Il PadigIione della Norvegia, dell' architetto Sverre Fehn, risultava incantevole. Il fascino della struttura norvegese  derivava dall’accoppiamento degli alti travi doppi di legno laminato con le colonne centrali, a forma di croce,in plexiglas: il peso della copertura contrastava con la trasparenza dei supporti con effetti insieme sorprendenti e raffinati.

La palma di miglior padiglione dell’esposizione spettava a quello della Finlandia dell’Architetto Reima Pietilä: al seghettato impianto planimetrico rispondeva una analoga modellazione altimetrica, sicché il ligneo edificio quasi elasticamente scendeva e saliva, avanzava e arretrava, impegnando l'ambiente esterno con una presenza suggerita più che imposta.

Altri padiglioni che meritavano una citazione erano senza dubbio quello della Philips ideato dal genio di Le Corbusier e quello, simbolo dell’esposizione, rappresentato dall’Atomium degli architetti A. e J.Polak.

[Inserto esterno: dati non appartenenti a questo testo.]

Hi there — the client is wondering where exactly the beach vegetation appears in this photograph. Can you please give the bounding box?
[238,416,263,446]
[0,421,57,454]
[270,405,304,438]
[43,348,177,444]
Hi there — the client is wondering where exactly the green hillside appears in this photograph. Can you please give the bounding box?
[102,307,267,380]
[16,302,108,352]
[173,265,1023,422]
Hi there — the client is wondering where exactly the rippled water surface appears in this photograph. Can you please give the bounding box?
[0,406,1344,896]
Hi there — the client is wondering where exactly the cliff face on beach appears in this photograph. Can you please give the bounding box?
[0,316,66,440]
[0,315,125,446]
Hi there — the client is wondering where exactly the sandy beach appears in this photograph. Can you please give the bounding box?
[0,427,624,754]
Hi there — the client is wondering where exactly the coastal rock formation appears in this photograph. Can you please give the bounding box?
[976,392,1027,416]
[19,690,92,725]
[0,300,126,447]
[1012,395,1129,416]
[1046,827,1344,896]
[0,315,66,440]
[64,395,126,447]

Il padiglione italiano degli architetti: Ludovico Belgioioso, Adolfo De Carlo, Ignazio Gardella, Enrico Peressutti, Giuseppe Perugini, Ludovico Quadroni e Ernesto N. Rogers suscitò commenti contrastanti che dovettero fare un distinguo netto tra il valore degli Autori e quello dell’opera.

La concezione generale del padiglione scaturì da una volontà polemica contro lo strutturalismo formalistico imperante; si cercò di continuare nell’essenzialità della tradizione italica, con una liricità ma senza esagitazione, con carattere ma senza esibizionismo, con modernità e senza ossequio alle mode ma il risultato fu però molto deludente.

Per dirla con le parole di Maria Luisa Astaldi “ i bravissimi architetti che lo hanno pensato erano di certo distratti in quel momento, o a corto di mezzi e d'idee, e non mi sembra credibile che essi abbiano inteso dare con quelle costruzioni l’idea di un villaggio nostrano; come possono, i nostri villaggi, essere evocati da queste baracche lisce e anodine, decisamente troppo somiglianti ai magazzini per il ricovero degli attrezzi?”

Nel 1958 potevi comprare il Dizionario architettonico illustrato di Tommaso Gnone edito dalla Società Editrice Internazionale di Torino, uno strumento di cui, ad un certo punto e con una certa felicità, potevi dire di non avere più bisogno……..costava comunque 1.600 lire………………………………..pardon 0.82 euro!